I really like racial caps.  I think they help to truly differentiate the races.  They add to, rather than subtract from, the distinct identity of the playable races.  They help to really express what each race is good at as a race, even if an individual PC wants to play against stereotype.  They add to that races strengths, while also delineating each race's deficiencies.  And I consider that a good thing, primarily from a worldbuilding perspective.

In order to preserve bounded accuracy and not mess up game balance too much, I'd lower the standard (human) maximums to 18s.  Then (more or less) follow the racial bonuses for guidance on which races should be allowed 20s or even higher (say, give elves 20 Dex cap, 16 Str caps, high elves 20 Int caps and wood elves 20 Wis caps).

I'd also get a bit draconian with Str caps for small races, probably at a 13 or maybe 14.  Because it's always seemed ridiculous to me that the 50 lbs. gnome or halfling or goblin, races that aren't presented as powerfully built physical specimens even after accounting for their diminutive size, can have a natural 20 Str just as easily as a goliath can (especially after Tasha's floating racial mods).  I'd also impose Int and Wis and Cha caps of 14 or 16, for those races that are meant to be monstrous brutes.

That said, I'd still allow the Tasha's floating racial mods.  Because, like the book says, your PC is an exceptional individual who may well cut against the grain for his/her racial norms.  So the player can choose to play against type.  But only within the normal limits of whatever race they chose, unless they find some extraordinary magic.

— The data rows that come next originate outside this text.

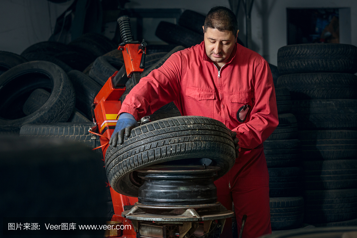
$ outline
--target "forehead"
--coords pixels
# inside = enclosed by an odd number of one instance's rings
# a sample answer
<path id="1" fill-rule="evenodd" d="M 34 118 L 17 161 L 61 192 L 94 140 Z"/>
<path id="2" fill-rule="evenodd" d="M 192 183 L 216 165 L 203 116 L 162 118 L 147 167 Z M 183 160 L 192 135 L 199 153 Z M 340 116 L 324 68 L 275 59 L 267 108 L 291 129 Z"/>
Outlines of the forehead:
<path id="1" fill-rule="evenodd" d="M 216 28 L 207 27 L 207 30 L 205 32 L 205 36 L 215 40 L 226 40 L 234 38 L 232 31 L 221 31 Z"/>

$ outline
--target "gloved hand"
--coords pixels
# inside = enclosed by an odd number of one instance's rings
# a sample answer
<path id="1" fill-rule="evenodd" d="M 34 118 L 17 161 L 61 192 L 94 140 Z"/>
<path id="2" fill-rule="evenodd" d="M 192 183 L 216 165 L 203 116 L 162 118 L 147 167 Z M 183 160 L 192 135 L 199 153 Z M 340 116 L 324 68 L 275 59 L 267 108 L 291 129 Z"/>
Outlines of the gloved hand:
<path id="1" fill-rule="evenodd" d="M 115 129 L 109 140 L 109 144 L 116 147 L 117 142 L 120 145 L 124 141 L 124 135 L 129 137 L 131 129 L 139 125 L 134 116 L 130 113 L 124 112 L 120 114 L 116 122 Z"/>
<path id="2" fill-rule="evenodd" d="M 236 148 L 236 158 L 238 157 L 238 154 L 239 153 L 239 146 L 238 145 L 238 142 L 239 140 L 237 138 L 237 132 L 235 131 L 233 131 L 228 129 L 231 132 L 231 136 L 232 138 L 233 139 L 233 144 L 234 144 L 234 147 Z"/>

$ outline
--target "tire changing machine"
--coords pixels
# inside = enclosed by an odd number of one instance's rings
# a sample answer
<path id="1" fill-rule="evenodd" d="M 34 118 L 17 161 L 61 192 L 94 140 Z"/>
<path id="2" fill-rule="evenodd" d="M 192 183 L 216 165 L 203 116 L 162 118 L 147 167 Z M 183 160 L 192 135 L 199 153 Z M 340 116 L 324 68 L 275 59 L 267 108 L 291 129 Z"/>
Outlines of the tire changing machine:
<path id="1" fill-rule="evenodd" d="M 123 42 L 118 49 L 122 51 L 124 65 L 94 98 L 95 125 L 89 130 L 92 139 L 100 137 L 102 145 L 97 148 L 101 148 L 105 158 L 125 83 L 131 78 L 136 85 L 145 67 L 146 43 L 133 40 L 128 16 L 120 17 L 118 22 Z M 233 213 L 217 201 L 213 178 L 220 169 L 203 165 L 151 166 L 136 171 L 142 181 L 138 198 L 119 194 L 110 187 L 115 214 L 108 223 L 128 228 L 111 230 L 106 237 L 219 237 L 226 219 Z"/>

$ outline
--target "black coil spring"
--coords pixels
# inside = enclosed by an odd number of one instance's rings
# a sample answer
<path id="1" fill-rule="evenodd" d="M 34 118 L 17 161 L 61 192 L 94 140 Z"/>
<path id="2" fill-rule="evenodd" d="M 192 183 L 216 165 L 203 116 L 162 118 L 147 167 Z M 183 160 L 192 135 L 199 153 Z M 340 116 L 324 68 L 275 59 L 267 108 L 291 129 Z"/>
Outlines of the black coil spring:
<path id="1" fill-rule="evenodd" d="M 131 41 L 133 40 L 130 27 L 130 19 L 127 16 L 122 16 L 118 18 L 118 23 L 120 29 L 120 35 L 123 42 Z"/>

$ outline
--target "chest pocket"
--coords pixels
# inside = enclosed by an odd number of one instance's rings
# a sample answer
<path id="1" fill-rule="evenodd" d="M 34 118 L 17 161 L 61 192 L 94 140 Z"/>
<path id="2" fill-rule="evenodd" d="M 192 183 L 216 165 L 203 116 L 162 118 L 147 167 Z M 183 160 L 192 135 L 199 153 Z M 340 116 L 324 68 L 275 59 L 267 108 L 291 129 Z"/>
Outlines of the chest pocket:
<path id="1" fill-rule="evenodd" d="M 186 96 L 190 115 L 213 118 L 214 90 L 187 87 Z"/>
<path id="2" fill-rule="evenodd" d="M 246 122 L 253 106 L 251 90 L 234 92 L 229 94 L 231 116 L 241 123 Z"/>

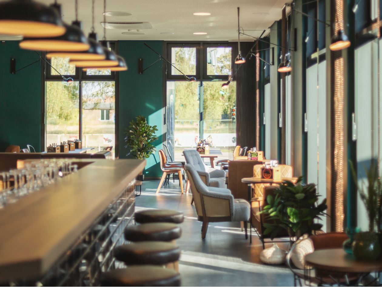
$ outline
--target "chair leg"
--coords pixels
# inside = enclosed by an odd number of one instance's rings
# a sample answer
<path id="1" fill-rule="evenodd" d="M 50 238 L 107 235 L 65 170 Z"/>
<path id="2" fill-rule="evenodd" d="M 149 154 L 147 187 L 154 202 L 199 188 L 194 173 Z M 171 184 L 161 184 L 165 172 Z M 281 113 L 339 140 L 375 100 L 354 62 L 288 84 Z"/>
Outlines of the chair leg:
<path id="1" fill-rule="evenodd" d="M 182 191 L 182 194 L 183 194 L 183 179 L 182 178 L 182 171 L 179 170 L 178 172 L 178 174 L 179 176 L 179 183 L 180 183 L 180 190 Z"/>
<path id="2" fill-rule="evenodd" d="M 248 228 L 248 221 L 244 222 L 244 230 L 245 230 L 245 239 L 248 239 L 248 232 L 247 230 L 247 229 Z"/>
<path id="3" fill-rule="evenodd" d="M 207 229 L 208 228 L 208 222 L 203 222 L 203 225 L 202 225 L 202 239 L 204 239 L 206 238 L 206 235 L 207 234 Z"/>
<path id="4" fill-rule="evenodd" d="M 166 178 L 166 177 L 167 176 L 167 173 L 163 172 L 163 175 L 162 175 L 162 178 L 160 178 L 160 182 L 159 182 L 159 185 L 158 186 L 158 188 L 157 189 L 156 193 L 157 193 L 159 192 L 159 190 L 160 189 L 160 188 L 162 186 L 162 184 L 163 183 L 163 182 L 164 181 L 165 179 Z"/>

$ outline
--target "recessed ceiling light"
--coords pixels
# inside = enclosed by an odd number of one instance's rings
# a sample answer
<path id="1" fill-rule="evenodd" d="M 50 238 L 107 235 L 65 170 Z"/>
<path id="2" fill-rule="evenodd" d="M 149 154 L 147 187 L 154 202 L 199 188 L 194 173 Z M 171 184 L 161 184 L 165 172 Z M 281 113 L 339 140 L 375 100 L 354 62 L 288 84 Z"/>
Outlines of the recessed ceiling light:
<path id="1" fill-rule="evenodd" d="M 144 35 L 144 33 L 139 32 L 124 32 L 122 34 L 123 35 Z"/>
<path id="2" fill-rule="evenodd" d="M 197 12 L 196 13 L 194 13 L 194 15 L 197 16 L 208 16 L 209 15 L 210 15 L 211 13 L 208 12 Z"/>
<path id="3" fill-rule="evenodd" d="M 131 13 L 128 13 L 126 12 L 113 11 L 111 12 L 105 12 L 104 13 L 104 15 L 106 16 L 131 16 Z"/>

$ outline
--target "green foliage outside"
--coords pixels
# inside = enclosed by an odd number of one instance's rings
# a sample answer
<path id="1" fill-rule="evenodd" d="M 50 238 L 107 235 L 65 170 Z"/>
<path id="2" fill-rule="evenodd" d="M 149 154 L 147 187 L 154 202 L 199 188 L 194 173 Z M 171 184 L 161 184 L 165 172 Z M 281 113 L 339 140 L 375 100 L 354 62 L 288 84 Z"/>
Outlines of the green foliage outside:
<path id="1" fill-rule="evenodd" d="M 125 129 L 125 146 L 130 149 L 131 154 L 138 159 L 148 159 L 155 151 L 153 143 L 158 138 L 155 135 L 157 126 L 151 126 L 143 116 L 138 116 L 136 120 L 130 122 L 129 128 Z"/>
<path id="2" fill-rule="evenodd" d="M 267 222 L 263 224 L 265 228 L 264 234 L 270 234 L 272 240 L 283 229 L 288 232 L 292 241 L 305 233 L 311 235 L 322 226 L 314 220 L 326 216 L 326 199 L 318 204 L 320 196 L 315 186 L 301 185 L 302 178 L 299 177 L 295 185 L 288 181 L 283 182 L 275 190 L 275 196 L 268 196 L 268 205 L 259 212 L 267 216 Z"/>

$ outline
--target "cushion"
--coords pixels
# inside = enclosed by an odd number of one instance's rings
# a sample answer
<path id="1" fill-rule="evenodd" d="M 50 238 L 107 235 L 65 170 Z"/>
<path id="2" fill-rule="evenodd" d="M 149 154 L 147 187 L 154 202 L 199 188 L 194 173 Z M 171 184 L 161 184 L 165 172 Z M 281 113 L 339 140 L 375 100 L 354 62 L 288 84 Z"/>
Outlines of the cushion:
<path id="1" fill-rule="evenodd" d="M 181 223 L 184 219 L 183 212 L 171 209 L 149 209 L 135 213 L 135 221 L 139 223 Z"/>
<path id="2" fill-rule="evenodd" d="M 180 286 L 180 275 L 172 269 L 152 265 L 133 266 L 102 275 L 101 286 Z"/>
<path id="3" fill-rule="evenodd" d="M 115 258 L 126 265 L 165 265 L 179 259 L 180 249 L 173 243 L 142 241 L 118 246 L 114 249 Z"/>
<path id="4" fill-rule="evenodd" d="M 130 241 L 171 241 L 181 234 L 180 227 L 175 223 L 145 223 L 126 227 L 125 237 Z"/>
<path id="5" fill-rule="evenodd" d="M 296 246 L 292 251 L 291 259 L 295 266 L 299 269 L 310 269 L 311 267 L 305 266 L 305 256 L 314 251 L 313 242 L 308 234 L 304 234 L 300 238 L 301 240 L 295 243 Z"/>

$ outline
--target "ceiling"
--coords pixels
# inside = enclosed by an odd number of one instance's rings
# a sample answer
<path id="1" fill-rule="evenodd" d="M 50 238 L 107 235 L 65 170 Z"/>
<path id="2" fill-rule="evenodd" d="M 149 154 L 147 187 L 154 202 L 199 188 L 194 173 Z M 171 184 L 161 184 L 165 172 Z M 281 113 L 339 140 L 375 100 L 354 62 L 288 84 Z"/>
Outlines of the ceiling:
<path id="1" fill-rule="evenodd" d="M 53 2 L 37 1 L 47 4 Z M 103 36 L 100 24 L 103 21 L 103 2 L 95 0 L 94 26 L 100 40 Z M 63 20 L 68 23 L 73 20 L 74 0 L 58 0 L 58 2 L 62 5 Z M 139 31 L 144 35 L 123 34 L 122 32 L 128 30 L 107 29 L 106 37 L 109 40 L 237 41 L 238 6 L 240 7 L 240 26 L 244 30 L 258 30 L 245 33 L 259 36 L 263 30 L 281 18 L 281 9 L 285 3 L 285 0 L 107 0 L 107 11 L 127 12 L 131 15 L 107 16 L 107 22 L 149 22 L 152 28 Z M 78 6 L 79 19 L 87 35 L 92 25 L 92 0 L 78 0 Z M 200 12 L 211 15 L 193 15 Z M 194 32 L 207 34 L 194 35 Z M 240 39 L 254 40 L 247 36 L 241 37 Z"/>

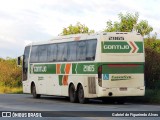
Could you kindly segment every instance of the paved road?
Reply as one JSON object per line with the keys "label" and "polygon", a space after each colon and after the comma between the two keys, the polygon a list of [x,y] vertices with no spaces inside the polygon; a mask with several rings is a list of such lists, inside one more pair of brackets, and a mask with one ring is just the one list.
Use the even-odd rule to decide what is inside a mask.
{"label": "paved road", "polygon": [[[70,103],[67,99],[63,97],[42,96],[41,99],[33,99],[32,96],[28,94],[0,94],[0,111],[160,111],[160,105],[145,105],[145,104],[132,104],[132,103],[126,103],[124,105],[104,104],[98,100],[92,100],[90,101],[89,104],[79,104],[79,103]],[[89,113],[89,115],[92,116],[91,113]],[[109,120],[138,119],[133,117],[130,117],[130,118],[127,118],[127,117],[120,117],[120,118],[118,117],[107,117],[107,118],[106,117],[103,117],[103,118],[102,117],[67,117],[67,118],[70,120],[72,119],[73,120],[74,119],[80,119],[80,120],[81,119],[94,119],[94,120],[96,119],[101,119],[101,120],[103,119],[107,119],[107,120],[108,119]],[[17,119],[17,118],[14,118],[14,119]],[[42,119],[53,119],[53,118],[42,118]],[[57,117],[56,119],[61,120],[61,119],[66,119],[66,117],[63,117],[63,118]],[[141,117],[141,119],[158,120],[159,118]],[[39,118],[37,118],[37,120],[39,120]]]}

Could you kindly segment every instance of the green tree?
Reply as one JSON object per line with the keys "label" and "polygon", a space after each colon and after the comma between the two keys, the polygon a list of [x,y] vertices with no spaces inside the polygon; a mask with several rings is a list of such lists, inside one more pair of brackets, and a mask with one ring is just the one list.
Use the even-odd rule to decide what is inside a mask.
{"label": "green tree", "polygon": [[140,21],[136,29],[139,33],[141,33],[142,36],[148,35],[153,31],[153,28],[148,24],[148,21],[146,20]]}
{"label": "green tree", "polygon": [[63,28],[61,35],[78,34],[78,33],[94,33],[94,30],[89,30],[89,28],[80,22],[76,25],[69,25],[67,28]]}
{"label": "green tree", "polygon": [[148,35],[153,31],[153,28],[148,24],[146,20],[142,20],[138,23],[139,14],[126,13],[118,14],[120,22],[112,23],[111,20],[107,21],[105,32],[131,32],[132,30],[138,31],[142,36]]}

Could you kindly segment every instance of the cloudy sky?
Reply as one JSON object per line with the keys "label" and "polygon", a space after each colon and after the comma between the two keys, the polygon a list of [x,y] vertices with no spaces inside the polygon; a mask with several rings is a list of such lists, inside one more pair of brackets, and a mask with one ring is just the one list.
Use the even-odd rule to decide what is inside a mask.
{"label": "cloudy sky", "polygon": [[160,0],[0,0],[0,57],[16,58],[29,42],[50,40],[78,21],[101,31],[118,14],[139,12],[160,36]]}

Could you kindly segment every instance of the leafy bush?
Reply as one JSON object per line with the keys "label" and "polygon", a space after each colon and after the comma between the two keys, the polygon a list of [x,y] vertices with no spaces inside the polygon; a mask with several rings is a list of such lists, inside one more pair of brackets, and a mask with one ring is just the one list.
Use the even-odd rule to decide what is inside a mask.
{"label": "leafy bush", "polygon": [[21,68],[17,67],[16,59],[0,58],[0,85],[20,87],[22,79]]}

While racial caps will definitely prevent players from playing whatever race/class combo they can think up (if they care about stat-maxing mechanics in a longer campaign), I just can't help but view that as either a good thing from a game immersion viewpoint, or at worst a neutral thing.  Of course, this sort of thinking also goes along with limiting available racial choices, possibly divine pantheon choices, and even available classes and subclasses, in favor of setting flavor and campaign-specific worldbuilding.  If you're just playing a standard game of Forbidden Realms anything-goes 5e, then I don't think racial caps or limiting racial choices makes sense.

----------